# Forum Other Languages Romance languages French  nuits blanches

## Zaya

Возможно ли использовать это словосочетание в значении "бессонные ночи" (или nuit blanche - устойчивое выражение, которое нельзя менять, и nuits blanches всегда значит "белые ночи")?

----------


## Spiderkat

Когда человек использует выражение "nuit blanche", это означает, что этот человек не спал в течение всю ночь. Надо перевести всегда nuit blanche бессонный ночь.

----------


## Zaya

I know. And my question is about plural form.

----------


## Spiderkat

I don't understand what troubles you, the meaning doesn't change whether it's plural or not. One "nuit blanche бессонный ночь" or several "nuits blanches бессонные ночи" still means the same. The only difference is the number of nights during which you can't get to sleep.

----------


## Zaya

Только не "бессонный ночь", а "бессонная ночь"  ::   
Ok.
In that case if I want to to talk about nights in St. Petersburg, can I say nuits blanches or Nuits Blanches only?

----------


## Spiderkat

If you're talking about the event(s) then you spell it Nuit(s) Blanche(s) and if you're talking about the night(s) you couldn't get any sleep then you spell it nuit(s)  blanche(s). 
The pronunciation is the same either way, but I'm sure you already know that.  ::

----------


## Zaya

> If you're talking about the event(s) then you spell it Nuit(s) Blanche(s) and if you're talking about the night(s) you couldn't get any sleep then you spell it nuit(s)  blanche(s). 
> The pronunciation is the same either way, but I'm sure you already know that.
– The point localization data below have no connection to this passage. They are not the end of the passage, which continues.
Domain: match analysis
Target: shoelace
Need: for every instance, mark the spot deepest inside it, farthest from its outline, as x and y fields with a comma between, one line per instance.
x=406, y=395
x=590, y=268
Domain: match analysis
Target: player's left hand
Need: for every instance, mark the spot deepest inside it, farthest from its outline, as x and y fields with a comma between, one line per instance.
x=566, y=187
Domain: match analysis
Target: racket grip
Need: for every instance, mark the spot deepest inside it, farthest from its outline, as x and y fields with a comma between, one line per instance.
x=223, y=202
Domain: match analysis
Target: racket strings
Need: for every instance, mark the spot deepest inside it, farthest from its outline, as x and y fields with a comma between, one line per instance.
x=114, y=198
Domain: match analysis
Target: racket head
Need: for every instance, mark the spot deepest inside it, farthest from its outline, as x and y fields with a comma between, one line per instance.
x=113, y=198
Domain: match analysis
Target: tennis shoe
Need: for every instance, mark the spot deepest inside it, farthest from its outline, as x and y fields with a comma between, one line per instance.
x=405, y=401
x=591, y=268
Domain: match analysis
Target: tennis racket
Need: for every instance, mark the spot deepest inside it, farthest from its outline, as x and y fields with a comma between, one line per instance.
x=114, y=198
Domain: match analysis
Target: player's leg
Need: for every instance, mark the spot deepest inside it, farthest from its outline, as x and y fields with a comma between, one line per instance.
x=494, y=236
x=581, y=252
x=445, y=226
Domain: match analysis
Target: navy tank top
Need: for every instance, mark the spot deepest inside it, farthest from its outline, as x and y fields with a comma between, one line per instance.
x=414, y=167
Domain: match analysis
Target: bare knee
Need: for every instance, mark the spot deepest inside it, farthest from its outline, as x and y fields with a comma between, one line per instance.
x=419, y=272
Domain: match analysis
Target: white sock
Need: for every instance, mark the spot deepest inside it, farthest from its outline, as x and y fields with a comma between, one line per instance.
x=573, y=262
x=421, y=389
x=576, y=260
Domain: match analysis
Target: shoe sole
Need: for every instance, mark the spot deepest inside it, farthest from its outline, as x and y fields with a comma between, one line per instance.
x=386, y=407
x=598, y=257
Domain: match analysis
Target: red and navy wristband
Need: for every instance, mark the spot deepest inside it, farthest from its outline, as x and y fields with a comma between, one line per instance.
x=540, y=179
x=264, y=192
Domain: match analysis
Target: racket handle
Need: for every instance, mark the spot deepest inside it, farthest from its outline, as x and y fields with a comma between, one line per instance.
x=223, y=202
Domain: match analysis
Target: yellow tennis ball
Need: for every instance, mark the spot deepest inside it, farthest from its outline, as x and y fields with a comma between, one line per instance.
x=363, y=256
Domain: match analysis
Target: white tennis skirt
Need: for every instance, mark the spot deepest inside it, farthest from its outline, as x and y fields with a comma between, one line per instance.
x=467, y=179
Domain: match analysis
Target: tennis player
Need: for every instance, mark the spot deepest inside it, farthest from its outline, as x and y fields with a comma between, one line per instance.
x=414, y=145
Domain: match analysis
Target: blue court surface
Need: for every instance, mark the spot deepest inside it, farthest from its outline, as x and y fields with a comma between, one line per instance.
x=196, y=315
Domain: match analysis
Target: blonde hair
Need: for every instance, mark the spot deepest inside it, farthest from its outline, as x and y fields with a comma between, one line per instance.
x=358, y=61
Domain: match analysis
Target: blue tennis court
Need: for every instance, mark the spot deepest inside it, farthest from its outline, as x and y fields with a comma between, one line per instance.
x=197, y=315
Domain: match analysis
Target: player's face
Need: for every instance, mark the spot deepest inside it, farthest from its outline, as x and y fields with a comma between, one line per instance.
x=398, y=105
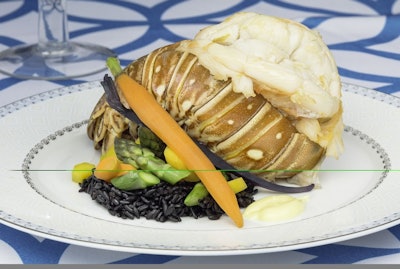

 I don't know French but I guessed.   ::   
Thank you!
So, I've found one more mistake in lingva. http://lingvo.yandex.ru/fr?text=белые%20ночи
although English link is correct: http://lingvo.yandex.ru/en?rpt=slovari& ... ;0;1;0;7;8

----------


## Spiderkat

Actually the English link is a mistake because a white night doesn't make sense to an English speaker and doesn't correspond to the French expression. If you want an equivalent to nuit blanche in English you'll say sleepless night which is in Russian бессонная ночь.   ::   
The first link seems to be incomplete and doesn't work.

----------


## Zaya

Не знаю, почему она вышла такой, но ты не кликай, а скопируй *всю* строку и увидишь, что я имела в виду.

----------


## Spiderkat

I see now, the first link gives only one translation. 
If you do a search using the French words if gives you both translations and I guess in Russian they have a different spelling depending on which nuit blanche you're talking about. I'm not an expect so I would stick to what it says. After all, it may be correct, don't you think? http://lingvo.yandex.ru/fr?text=nuit+bl ... ranslate=1

----------


## Zaya

Exactly. А казалось бы, от перемены мест слагаемых сумма не меняется...

----------


## Spiderkat

Я не понял того, что ты написал.   ::

----------